El otro día el Chiquinini me contó algo por primera vez. Sí, sí, ¡me contó algo que le había pasado!. Así que ya no sólo es capaz de señalar y nombrar cosas y hacerse entender de una u otra manera, o recordar a su papá o a su abuela cuando no están. También es capaz de hacerme saber algo que le ha ocurrido.
Le pregunté qué tal se lo había pasado en la guardería con los otros niños y entonces me mostró su bracito y me dijo “nena, pupa”. Tenía la marca de unos dientes como resultado de un buen mordisco. Qué pena sentí, qué rabia e impotencia. Vaya con la niña.
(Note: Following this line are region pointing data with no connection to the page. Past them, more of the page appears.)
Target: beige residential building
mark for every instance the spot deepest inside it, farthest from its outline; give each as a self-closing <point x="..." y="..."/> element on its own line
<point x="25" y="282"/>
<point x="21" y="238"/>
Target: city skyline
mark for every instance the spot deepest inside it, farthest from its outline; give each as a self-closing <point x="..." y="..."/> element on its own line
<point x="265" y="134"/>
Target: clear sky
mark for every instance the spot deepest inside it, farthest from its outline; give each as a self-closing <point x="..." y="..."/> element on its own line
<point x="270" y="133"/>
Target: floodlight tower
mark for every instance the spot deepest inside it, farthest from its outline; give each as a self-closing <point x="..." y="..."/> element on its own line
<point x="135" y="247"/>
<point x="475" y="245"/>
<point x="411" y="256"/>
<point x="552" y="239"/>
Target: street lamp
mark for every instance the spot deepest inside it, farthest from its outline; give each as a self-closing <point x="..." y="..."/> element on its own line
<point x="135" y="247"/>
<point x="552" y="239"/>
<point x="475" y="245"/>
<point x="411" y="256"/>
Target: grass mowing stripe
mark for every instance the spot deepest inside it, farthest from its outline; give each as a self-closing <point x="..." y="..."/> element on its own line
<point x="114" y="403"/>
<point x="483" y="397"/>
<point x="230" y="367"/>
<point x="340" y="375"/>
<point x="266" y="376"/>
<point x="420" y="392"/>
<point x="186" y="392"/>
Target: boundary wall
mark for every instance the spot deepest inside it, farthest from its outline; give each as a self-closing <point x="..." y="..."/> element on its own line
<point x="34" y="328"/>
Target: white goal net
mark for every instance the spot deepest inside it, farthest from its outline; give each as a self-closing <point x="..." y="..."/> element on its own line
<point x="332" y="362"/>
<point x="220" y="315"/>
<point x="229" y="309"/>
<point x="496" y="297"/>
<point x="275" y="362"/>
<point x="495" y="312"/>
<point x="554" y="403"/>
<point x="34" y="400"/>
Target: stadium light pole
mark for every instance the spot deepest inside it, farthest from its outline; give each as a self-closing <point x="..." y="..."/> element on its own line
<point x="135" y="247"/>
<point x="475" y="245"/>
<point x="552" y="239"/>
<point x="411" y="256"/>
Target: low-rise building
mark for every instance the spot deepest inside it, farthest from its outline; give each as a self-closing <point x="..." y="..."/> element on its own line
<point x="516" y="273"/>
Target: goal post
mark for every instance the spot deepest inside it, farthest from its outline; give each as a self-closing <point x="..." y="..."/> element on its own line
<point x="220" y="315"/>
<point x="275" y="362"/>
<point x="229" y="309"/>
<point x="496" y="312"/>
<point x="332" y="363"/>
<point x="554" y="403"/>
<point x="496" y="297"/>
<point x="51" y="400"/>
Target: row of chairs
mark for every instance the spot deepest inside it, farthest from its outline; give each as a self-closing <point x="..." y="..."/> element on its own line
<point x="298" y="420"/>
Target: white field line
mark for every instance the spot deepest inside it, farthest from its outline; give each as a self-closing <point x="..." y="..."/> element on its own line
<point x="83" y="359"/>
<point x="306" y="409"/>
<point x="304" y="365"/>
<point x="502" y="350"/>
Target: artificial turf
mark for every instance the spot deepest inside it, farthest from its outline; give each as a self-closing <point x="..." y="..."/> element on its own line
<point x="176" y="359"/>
Pero dejando a un lado el mordisco ( que todavía salgo corriendo a buscar a la niña para cantarle las cuarenta….), me ha sorprendido. Primero porque me lo ha podido contar, y segundo porque yo estaba preguntándome si se acordaría de que esa mañana había estado en la guardería o si ya sería un recuerdo lejano para él, y resultó que lo recordaba perfectamente.
¿Cómo funciona la memoria de los bebés y los niños pequeños? ¿Cuándo empezamos a recordar? Me refiero no sólo a reconocer sino a ser capaces de recordar cosas que han pasado. ¿En que momento se produce ese “salto”? ¿Cómo?